"Murder isn't that bad, we all die sometime anyway."
-- Mary Bell to one of her guards
The first night in their small jail cells in Newcastle West End police station, the girls were restless. "They kept shouting to each other through the doors," said one of the police women who watched the children. The police station was not accustomed to housing child offenders, and they had to make provisions as best as they could. "We finally told them to shut up. At one moment I heard Mary shout out angrily about her mother." Mary, who had been a chronic bedwetter, was terrified of going to sleep, for fear that she might mess her bed. "I usually do," she confided. At home, Mary's mother severely humiliated her whenever she wet the bed, rubbing her daughter's face in the pool of urine, said Mary, years later. She then hung the mattress outside for the entire neighborhood to see.
During the course of her incarceration, the women guards got to know Mary better, describing her as confident, intelligent and "cheeky." Some of Mary's casual comments would shock the police women, but others saw her as a scared little girl who had no comprehension of the enormity of her actions. In the middle of the night Mary would "bolt upright." Mary's hostility had an almost naive quality: while tightly grabbing a stray cat by the neck, a guard told her not to hurt the cat. Mary allegedly replied, "Oh, she doesn't feel that, and anyway, I like hurting little things that can't fight back." In another incident, a police woman said that Mary said she'd like to be a nurse, "because then I can stick needles into people. I like hurting people."
If her parents were somehow responsible for young Mary's behavior, she would not talk about it. She had been taught to keep quiet, especially around authority figures. Her father, Billy Bell, had lived with the family, but the children (Mary and her younger brother and sister) were instructed to always call him "uncle," so that their mother could collect government assistance. Billy Bell was a thief, and the mother, Betty Bell, was a prostitute who was often away in Glasgow on "business." Because of the family's shady vocations, Newcastle Welfare authorities knew very little about Mary's family. One detective who visited Mary's home described it as having "no feeling of a home, just a shell. Very peculiar... the only life one felt was that of a big dog barking."
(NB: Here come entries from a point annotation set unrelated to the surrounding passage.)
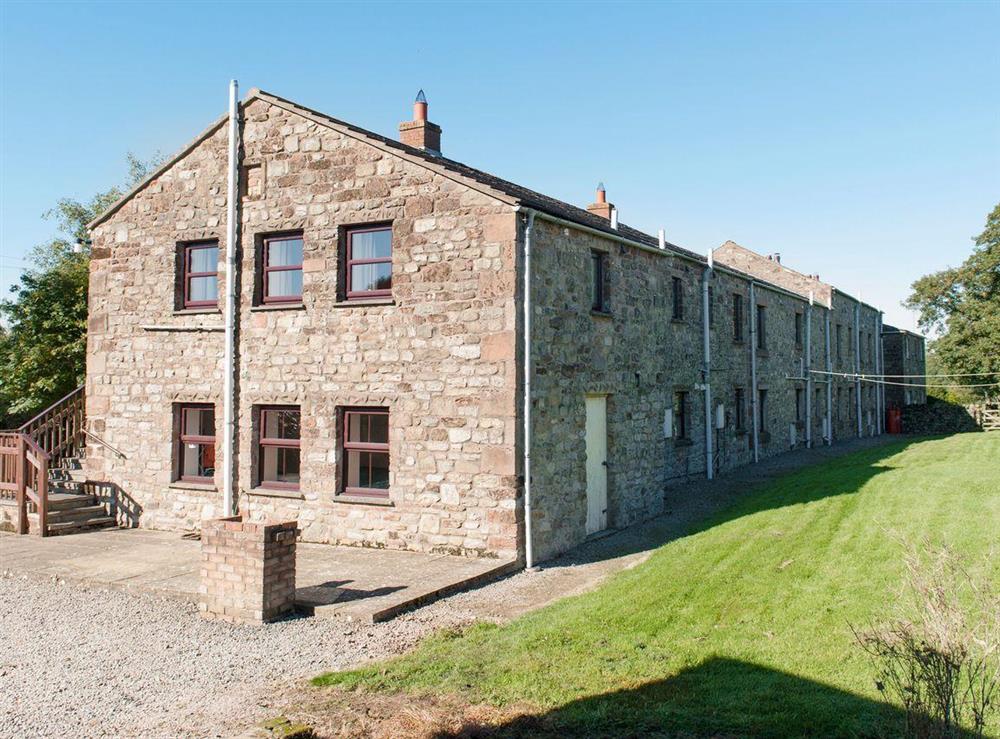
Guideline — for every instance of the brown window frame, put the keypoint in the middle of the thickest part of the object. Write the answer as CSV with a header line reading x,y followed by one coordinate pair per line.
x,y
349,262
737,317
682,430
347,446
199,439
187,275
264,442
266,270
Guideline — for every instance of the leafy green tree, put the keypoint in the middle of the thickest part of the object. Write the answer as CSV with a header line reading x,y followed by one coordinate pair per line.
x,y
962,305
43,342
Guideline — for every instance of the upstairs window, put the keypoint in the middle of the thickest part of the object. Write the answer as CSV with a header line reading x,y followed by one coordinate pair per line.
x,y
279,447
599,281
282,269
196,443
369,262
678,293
737,317
200,281
761,327
681,430
365,451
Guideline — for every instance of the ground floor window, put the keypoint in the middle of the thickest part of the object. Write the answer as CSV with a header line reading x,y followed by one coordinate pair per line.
x,y
196,443
365,451
279,442
740,409
681,430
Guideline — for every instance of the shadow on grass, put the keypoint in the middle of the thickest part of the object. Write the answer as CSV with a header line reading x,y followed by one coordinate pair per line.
x,y
718,698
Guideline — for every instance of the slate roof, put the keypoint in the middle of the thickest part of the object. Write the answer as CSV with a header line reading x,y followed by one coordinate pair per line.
x,y
519,194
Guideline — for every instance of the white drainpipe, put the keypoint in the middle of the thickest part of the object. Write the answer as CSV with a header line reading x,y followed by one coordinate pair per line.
x,y
857,365
808,372
228,376
707,359
529,555
879,388
829,379
753,374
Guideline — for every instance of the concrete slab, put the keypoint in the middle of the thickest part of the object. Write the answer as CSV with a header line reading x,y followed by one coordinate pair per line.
x,y
344,582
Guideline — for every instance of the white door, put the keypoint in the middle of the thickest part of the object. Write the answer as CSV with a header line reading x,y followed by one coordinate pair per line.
x,y
597,463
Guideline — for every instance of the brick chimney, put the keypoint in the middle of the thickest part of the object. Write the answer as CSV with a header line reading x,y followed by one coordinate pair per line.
x,y
420,132
602,207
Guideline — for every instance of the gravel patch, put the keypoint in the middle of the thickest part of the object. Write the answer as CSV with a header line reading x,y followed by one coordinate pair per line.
x,y
77,661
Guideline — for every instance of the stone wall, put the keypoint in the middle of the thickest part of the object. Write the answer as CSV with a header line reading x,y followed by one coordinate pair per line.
x,y
440,354
904,355
640,356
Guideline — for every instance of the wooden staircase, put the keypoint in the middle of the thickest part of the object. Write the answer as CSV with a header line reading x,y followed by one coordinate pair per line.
x,y
71,508
42,475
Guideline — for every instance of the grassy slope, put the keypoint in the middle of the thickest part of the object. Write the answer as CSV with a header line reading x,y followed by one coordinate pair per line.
x,y
741,627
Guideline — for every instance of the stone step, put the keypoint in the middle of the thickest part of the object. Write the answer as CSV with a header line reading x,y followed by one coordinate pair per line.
x,y
71,527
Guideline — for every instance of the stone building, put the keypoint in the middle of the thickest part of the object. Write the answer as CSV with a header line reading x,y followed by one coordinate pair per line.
x,y
393,310
905,365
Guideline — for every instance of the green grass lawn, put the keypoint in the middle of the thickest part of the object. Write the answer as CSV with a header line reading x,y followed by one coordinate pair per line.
x,y
740,628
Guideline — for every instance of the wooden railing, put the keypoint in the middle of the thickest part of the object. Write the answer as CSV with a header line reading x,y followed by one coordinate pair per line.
x,y
58,430
27,454
24,476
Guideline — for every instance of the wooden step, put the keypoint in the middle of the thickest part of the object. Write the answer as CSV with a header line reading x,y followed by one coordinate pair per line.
x,y
61,501
81,513
71,527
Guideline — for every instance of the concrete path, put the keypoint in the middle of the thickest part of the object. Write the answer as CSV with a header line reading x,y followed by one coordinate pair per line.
x,y
363,584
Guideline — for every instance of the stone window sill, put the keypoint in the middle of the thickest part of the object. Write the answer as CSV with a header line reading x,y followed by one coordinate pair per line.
x,y
367,302
363,500
197,311
260,492
277,306
204,487
182,328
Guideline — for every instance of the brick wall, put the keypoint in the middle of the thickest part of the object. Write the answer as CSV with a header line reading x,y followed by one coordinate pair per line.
x,y
247,570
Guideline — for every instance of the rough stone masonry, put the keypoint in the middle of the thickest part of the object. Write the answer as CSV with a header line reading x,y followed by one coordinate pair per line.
x,y
393,416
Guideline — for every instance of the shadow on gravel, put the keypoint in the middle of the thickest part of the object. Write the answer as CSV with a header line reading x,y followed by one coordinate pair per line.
x,y
718,698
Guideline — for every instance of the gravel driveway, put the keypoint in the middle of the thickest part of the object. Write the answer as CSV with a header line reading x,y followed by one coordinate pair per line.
x,y
77,661
81,662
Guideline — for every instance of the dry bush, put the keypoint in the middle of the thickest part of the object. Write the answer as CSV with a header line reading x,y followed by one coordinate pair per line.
x,y
938,655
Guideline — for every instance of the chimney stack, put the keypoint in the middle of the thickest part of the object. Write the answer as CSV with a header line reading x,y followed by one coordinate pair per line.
x,y
420,132
602,207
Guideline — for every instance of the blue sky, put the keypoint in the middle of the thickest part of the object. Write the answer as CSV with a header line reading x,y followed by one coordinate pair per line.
x,y
862,141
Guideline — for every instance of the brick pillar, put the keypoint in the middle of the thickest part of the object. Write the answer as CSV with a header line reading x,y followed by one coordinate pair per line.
x,y
247,570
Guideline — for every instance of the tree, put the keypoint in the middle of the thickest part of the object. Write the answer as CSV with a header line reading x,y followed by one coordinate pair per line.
x,y
962,305
43,344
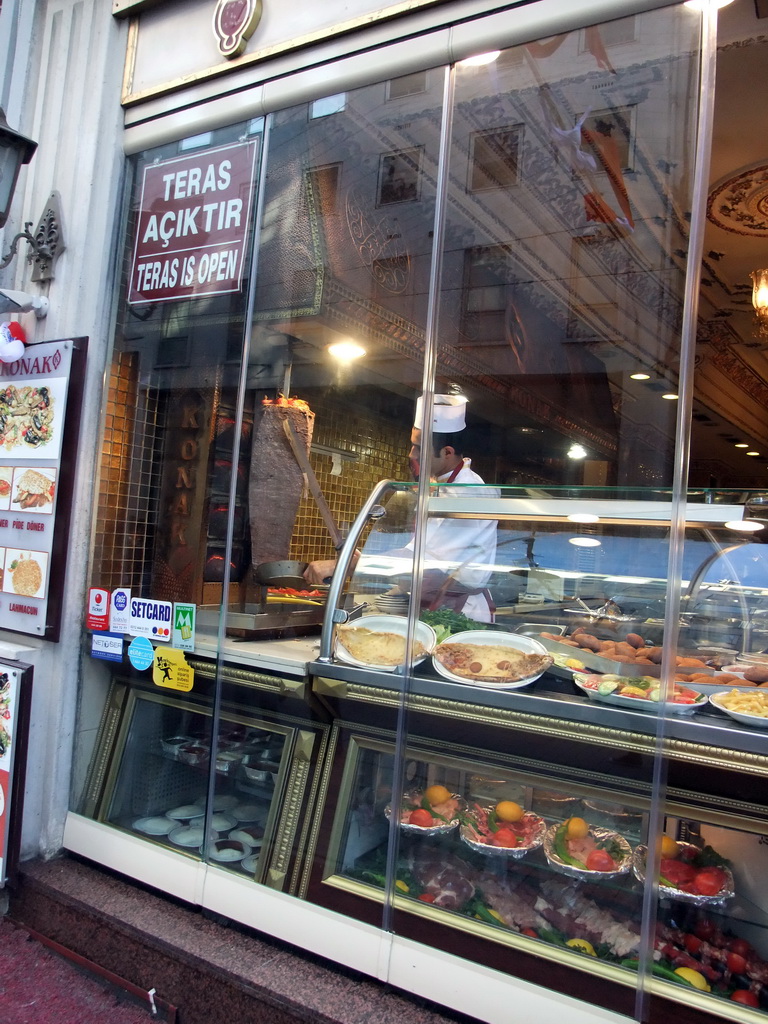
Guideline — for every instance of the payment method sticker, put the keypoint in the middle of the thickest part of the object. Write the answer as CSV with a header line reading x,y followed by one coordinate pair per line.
x,y
108,646
151,619
140,653
183,626
97,616
171,671
119,610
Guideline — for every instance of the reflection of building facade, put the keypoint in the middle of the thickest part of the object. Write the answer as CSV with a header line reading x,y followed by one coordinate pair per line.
x,y
517,231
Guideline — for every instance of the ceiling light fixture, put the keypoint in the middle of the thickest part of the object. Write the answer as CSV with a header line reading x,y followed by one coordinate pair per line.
x,y
346,351
760,300
480,58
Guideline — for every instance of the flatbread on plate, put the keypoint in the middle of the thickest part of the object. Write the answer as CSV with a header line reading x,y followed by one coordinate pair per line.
x,y
377,647
489,663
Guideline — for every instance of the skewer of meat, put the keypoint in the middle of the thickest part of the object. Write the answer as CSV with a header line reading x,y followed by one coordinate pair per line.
x,y
276,483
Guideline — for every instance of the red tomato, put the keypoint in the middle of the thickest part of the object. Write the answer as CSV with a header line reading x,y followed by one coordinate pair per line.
x,y
710,881
600,860
735,963
677,871
747,997
505,838
740,946
705,929
421,817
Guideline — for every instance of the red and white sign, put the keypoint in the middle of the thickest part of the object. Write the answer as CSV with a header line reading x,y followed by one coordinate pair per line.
x,y
98,609
193,224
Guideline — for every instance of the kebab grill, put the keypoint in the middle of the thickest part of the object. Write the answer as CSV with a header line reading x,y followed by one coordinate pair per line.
x,y
280,602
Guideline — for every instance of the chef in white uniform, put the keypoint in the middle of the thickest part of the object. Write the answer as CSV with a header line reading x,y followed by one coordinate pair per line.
x,y
459,554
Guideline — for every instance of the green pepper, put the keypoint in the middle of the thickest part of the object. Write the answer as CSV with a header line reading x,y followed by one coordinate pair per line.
x,y
659,972
561,849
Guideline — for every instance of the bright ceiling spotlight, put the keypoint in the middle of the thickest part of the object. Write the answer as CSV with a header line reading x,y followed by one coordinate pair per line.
x,y
744,525
479,59
577,452
346,351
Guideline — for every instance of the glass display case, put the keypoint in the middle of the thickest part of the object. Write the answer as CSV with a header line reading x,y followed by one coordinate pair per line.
x,y
233,794
503,813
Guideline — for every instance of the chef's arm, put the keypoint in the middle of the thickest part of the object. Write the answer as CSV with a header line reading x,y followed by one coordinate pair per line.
x,y
322,570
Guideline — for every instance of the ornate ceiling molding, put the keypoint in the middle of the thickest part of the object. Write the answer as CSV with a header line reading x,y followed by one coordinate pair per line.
x,y
739,205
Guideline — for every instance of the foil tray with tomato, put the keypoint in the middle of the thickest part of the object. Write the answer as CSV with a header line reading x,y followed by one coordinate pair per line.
x,y
694,876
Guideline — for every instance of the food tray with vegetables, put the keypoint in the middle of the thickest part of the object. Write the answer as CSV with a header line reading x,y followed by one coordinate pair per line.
x,y
688,873
503,829
585,851
638,693
429,812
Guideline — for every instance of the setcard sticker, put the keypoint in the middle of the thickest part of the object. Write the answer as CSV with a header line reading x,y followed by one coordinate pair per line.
x,y
140,653
108,646
171,671
183,626
151,619
120,611
97,613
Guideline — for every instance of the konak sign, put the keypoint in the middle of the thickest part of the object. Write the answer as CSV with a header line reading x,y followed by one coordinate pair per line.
x,y
193,224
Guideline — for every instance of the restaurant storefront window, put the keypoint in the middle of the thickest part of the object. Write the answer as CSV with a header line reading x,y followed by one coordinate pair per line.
x,y
472,282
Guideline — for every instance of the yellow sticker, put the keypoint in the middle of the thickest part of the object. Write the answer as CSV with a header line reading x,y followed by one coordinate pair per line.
x,y
170,670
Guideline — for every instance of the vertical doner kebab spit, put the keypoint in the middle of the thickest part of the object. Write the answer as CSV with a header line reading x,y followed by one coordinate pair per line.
x,y
276,482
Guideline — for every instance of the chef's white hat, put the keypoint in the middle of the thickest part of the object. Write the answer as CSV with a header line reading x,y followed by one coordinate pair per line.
x,y
449,413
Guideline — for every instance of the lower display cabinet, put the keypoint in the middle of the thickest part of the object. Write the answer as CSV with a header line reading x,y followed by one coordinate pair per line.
x,y
158,769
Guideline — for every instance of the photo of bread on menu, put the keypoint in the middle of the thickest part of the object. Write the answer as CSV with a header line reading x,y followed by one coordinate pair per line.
x,y
25,572
33,489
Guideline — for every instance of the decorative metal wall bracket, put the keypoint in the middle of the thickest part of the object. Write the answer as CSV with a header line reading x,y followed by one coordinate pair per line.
x,y
46,244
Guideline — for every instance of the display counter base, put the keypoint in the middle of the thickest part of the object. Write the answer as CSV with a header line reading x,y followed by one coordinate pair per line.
x,y
210,971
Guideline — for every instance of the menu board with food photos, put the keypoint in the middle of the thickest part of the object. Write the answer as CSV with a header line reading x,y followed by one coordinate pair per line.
x,y
34,418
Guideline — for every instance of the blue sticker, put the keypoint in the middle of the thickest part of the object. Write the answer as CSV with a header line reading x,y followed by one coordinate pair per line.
x,y
108,646
140,653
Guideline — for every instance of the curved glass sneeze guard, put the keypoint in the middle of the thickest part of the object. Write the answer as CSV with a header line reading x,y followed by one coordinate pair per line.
x,y
560,562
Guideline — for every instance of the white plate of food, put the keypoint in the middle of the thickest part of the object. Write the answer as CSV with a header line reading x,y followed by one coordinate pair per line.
x,y
635,693
188,836
491,658
502,829
157,825
748,708
185,812
585,851
429,812
379,642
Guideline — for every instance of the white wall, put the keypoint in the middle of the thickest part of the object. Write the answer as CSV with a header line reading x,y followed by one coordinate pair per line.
x,y
62,66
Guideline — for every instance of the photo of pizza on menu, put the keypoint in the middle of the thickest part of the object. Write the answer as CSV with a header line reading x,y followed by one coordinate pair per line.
x,y
25,572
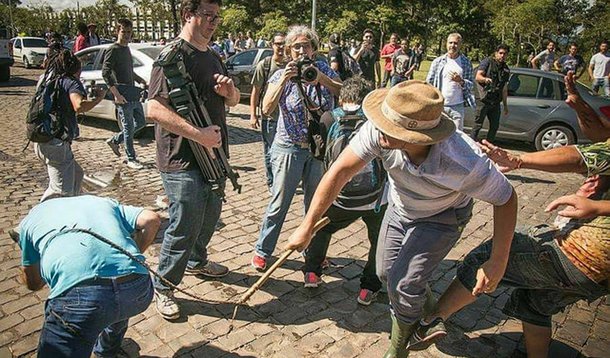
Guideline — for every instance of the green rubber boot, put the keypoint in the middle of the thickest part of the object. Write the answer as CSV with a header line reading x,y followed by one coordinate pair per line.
x,y
401,331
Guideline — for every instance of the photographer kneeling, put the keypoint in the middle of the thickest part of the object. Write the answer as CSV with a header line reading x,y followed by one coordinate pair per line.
x,y
303,90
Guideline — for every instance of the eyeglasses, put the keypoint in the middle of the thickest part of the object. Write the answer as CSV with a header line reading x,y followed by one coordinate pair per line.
x,y
210,16
301,45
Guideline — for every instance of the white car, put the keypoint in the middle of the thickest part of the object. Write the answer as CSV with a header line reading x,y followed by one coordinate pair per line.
x,y
29,51
91,58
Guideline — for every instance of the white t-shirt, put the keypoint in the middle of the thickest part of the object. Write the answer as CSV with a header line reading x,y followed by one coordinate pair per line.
x,y
601,63
455,171
452,91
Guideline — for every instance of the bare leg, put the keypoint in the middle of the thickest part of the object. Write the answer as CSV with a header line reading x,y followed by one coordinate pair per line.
x,y
537,340
453,300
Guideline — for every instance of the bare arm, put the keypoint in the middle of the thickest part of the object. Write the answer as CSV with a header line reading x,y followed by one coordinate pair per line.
x,y
254,97
147,223
160,112
31,277
556,160
492,271
346,166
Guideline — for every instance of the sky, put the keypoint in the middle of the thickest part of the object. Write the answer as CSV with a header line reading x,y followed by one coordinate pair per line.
x,y
59,5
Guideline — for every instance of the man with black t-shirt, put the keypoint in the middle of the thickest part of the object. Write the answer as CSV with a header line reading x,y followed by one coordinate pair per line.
x,y
368,58
492,77
194,209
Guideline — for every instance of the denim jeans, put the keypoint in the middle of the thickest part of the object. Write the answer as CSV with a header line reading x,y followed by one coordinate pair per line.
x,y
409,251
492,112
291,164
132,119
601,82
268,129
65,174
544,280
194,209
339,219
456,113
92,317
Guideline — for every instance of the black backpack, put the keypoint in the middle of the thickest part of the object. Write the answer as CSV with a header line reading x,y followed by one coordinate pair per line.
x,y
44,121
367,186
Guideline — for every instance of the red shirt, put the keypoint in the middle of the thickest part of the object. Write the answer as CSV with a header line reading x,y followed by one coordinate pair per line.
x,y
80,43
389,49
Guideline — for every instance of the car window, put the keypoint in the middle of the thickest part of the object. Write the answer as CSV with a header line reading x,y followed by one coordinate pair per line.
x,y
87,60
136,62
523,85
35,43
546,89
244,59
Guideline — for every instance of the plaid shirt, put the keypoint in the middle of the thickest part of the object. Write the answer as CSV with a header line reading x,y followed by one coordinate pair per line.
x,y
435,76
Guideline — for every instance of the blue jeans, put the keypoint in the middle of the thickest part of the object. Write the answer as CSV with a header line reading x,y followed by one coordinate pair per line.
x,y
194,210
92,317
409,251
601,82
268,129
132,119
456,112
291,164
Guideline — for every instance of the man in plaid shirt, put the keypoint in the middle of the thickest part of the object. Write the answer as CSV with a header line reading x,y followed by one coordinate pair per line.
x,y
452,74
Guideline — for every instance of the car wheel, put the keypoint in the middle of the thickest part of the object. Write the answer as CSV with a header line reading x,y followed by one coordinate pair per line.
x,y
554,137
5,73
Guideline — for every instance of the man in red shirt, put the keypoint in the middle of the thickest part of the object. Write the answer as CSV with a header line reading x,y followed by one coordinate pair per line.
x,y
386,53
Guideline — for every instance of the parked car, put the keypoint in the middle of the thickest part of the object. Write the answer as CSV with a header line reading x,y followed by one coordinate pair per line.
x,y
91,58
241,67
29,51
537,110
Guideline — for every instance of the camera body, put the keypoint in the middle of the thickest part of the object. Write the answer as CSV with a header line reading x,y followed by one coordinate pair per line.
x,y
306,70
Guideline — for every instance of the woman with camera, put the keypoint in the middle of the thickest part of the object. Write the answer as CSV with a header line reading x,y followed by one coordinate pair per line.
x,y
303,90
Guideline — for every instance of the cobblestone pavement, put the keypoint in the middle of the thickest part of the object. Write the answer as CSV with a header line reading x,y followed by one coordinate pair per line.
x,y
285,320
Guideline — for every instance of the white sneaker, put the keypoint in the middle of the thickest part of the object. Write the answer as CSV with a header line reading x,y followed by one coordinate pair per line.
x,y
166,304
134,164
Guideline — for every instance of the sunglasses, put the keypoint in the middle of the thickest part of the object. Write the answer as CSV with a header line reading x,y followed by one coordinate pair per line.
x,y
210,16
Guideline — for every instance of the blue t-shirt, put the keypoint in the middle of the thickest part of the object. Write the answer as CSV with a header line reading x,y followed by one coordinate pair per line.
x,y
68,258
292,125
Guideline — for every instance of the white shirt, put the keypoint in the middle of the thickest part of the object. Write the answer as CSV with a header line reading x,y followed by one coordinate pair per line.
x,y
455,171
452,91
601,63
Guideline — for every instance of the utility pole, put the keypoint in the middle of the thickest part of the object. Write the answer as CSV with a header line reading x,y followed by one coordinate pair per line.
x,y
313,15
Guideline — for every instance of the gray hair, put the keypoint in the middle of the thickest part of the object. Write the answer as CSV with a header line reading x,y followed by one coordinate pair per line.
x,y
455,34
302,30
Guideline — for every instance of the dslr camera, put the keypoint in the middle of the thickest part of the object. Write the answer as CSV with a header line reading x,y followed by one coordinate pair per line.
x,y
306,70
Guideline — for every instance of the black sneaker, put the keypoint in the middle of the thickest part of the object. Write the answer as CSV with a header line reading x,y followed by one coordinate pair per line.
x,y
426,335
114,146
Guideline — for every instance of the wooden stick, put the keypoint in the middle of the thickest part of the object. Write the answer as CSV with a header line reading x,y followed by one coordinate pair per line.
x,y
257,285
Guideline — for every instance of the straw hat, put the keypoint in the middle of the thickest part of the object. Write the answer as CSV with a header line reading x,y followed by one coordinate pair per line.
x,y
411,111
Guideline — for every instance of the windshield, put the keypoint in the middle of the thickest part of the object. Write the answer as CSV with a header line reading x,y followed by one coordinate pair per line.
x,y
152,52
34,43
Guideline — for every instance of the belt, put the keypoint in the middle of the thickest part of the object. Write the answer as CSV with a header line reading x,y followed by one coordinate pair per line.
x,y
108,281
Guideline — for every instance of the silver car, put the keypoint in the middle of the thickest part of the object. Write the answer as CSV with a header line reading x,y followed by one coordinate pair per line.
x,y
91,58
241,67
537,110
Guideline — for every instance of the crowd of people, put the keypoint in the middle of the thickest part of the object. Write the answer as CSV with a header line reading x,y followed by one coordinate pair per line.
x,y
395,157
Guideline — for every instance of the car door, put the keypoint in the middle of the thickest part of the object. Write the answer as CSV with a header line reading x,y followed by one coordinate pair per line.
x,y
241,68
531,99
91,64
17,50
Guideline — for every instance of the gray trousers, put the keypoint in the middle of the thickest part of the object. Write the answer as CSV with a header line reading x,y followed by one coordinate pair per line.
x,y
409,251
65,175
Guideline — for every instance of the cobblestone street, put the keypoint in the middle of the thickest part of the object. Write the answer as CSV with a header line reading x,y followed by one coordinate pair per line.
x,y
284,319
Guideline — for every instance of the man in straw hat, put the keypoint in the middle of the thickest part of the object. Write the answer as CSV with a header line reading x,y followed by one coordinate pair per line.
x,y
434,174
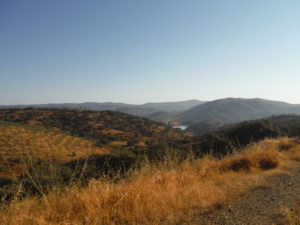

Was it because Mary was unresponsive that the psychiatrists found her "psychopathic"? If she had broken her silence and told them of her abusive home life, would she have earned a more sympathetic analysis? "I've seen a lot of psychopathic children," said Dr. Orton, the first to see her during her incarceration. "But I've never met one like Mary: as intelligent, as manipulative, or as dangerous." During the murder trial, Mary's behavior would do little to harvest sympathy.